A actual presidência, saída das eleições de Agosto passado, vem mostrando estar consciente da grave situação do país e querer imprimir um novo rumo à governação. Contudo, a resolução dos actuais problemas e a construção de bases sólidas para o desenvolvimento económico e social de Angola requer a participação empenhada dos cidadãos e, portanto, uma enorme mobilização de inteligências e vontades.

Para tal se conseguir, é necessário remover os entraves que existem à democratização da vida nacional. Cabe ao sector político e à sociedade civil agirem nesse sentido. Parece-me fundamental o seguinte:

  1. as instâncias do poder devem ter uma atitude de partilha com a oposição e a sociedade (algo que timidamente já se manifesta): na apresentação de problemas, na sua discussão, na procura de soluções.
  2. o aparelho de estado deve ser despartidarizado (não vale a pena iludir esse facto: até agora, os altos cargos administrativos só são exercidos por membros do MPLA; basta lembrar o caso dos governadores de província, entre muitos outros; os sucessos em carreiras profissionais e iniciativas empresariais dependem muito da pertença ao partido no poder)
  3. o funcionamento e comportamento dos órgãos judiciais e de segurança deve estar  à altura da sua responsabilidade num estado de direito
  4. é necessária a revisão da Constituição com vistas à instauração da clara separação dos três poderes: o executivo, o legislativo e o judicial
  5. a instauração do poder local através de eleições autárquicas e outros mecanismos, deve fazer-se ainda dentro desta legislatura (felizmente que há sinais nesse sentido)

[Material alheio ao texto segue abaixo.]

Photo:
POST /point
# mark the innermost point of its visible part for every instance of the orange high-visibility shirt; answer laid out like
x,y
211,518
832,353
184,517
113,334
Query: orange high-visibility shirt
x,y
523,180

  6. cada sector da sociedade deve saber conquistar autonomia em relação ao poder político e este deve respeitar essa autonomia; só assim é que pode haver pensamento diverso e a afirmação dos vários interesses sectoriais no quadro dum todo que é constituído pelo interesse nacional
  7. é necessária maior intervenção da sociedade civil na vida nacional através de debates sectoriais e gerais, diligências junto do poder, criação de associações de diversos tipos, comunicação social especializada.

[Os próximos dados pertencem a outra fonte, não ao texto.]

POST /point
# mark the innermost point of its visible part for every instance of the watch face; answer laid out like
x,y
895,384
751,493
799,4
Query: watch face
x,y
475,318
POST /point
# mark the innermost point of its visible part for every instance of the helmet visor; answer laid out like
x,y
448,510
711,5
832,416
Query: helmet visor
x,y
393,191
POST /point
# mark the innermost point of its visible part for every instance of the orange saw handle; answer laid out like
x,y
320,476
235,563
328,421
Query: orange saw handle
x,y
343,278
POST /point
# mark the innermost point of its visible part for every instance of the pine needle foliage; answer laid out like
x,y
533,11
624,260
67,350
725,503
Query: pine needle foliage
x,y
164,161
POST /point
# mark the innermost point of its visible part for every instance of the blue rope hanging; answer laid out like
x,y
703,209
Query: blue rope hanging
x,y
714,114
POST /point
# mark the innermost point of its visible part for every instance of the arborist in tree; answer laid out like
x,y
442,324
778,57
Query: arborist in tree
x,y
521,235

A atitude do presidente João Lourenço quanto à democratização do país será fundamental para o seu impulso e modo de se processar, quer pelos poderes que a Constituição lhe confere, quer pelo modo como os está exercendo, mas, dadas as expectativas que criou, há o risco já visível de se cair no perigoso culto da personalidade (recordo as observações, acima feitas, sobre uma parte significativa da sociedade angolana padecer de servilismo ao poder).

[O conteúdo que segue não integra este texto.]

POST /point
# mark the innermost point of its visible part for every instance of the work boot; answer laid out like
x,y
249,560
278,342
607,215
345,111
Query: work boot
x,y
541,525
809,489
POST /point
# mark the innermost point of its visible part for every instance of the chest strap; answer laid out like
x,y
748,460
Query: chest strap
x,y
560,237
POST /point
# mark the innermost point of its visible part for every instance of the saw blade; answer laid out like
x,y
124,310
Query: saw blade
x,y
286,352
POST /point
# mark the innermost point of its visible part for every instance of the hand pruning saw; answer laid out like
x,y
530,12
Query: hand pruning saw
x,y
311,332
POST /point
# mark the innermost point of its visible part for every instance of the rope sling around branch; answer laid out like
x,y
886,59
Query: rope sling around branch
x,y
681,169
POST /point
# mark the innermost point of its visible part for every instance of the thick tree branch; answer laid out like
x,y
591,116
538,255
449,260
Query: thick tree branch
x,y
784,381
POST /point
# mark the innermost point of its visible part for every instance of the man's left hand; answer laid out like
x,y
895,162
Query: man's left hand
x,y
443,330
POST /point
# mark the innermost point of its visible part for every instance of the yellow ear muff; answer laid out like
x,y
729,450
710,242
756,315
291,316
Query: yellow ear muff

A questão da democratização em Angola – tão necessária para uma efectiva mudança –  é assunto de todos, desde as gentes do campo político ao económico e cultural; desde as gentes dos bairros luxuosos às dos bairros populares. A necessidade de democratização da vida do país a todos convoca: empresários, trabalhadores, estudantes, professores, agricultores, intelectuais. E não se compadece com bajulices; requer reflexão e vontade de agir.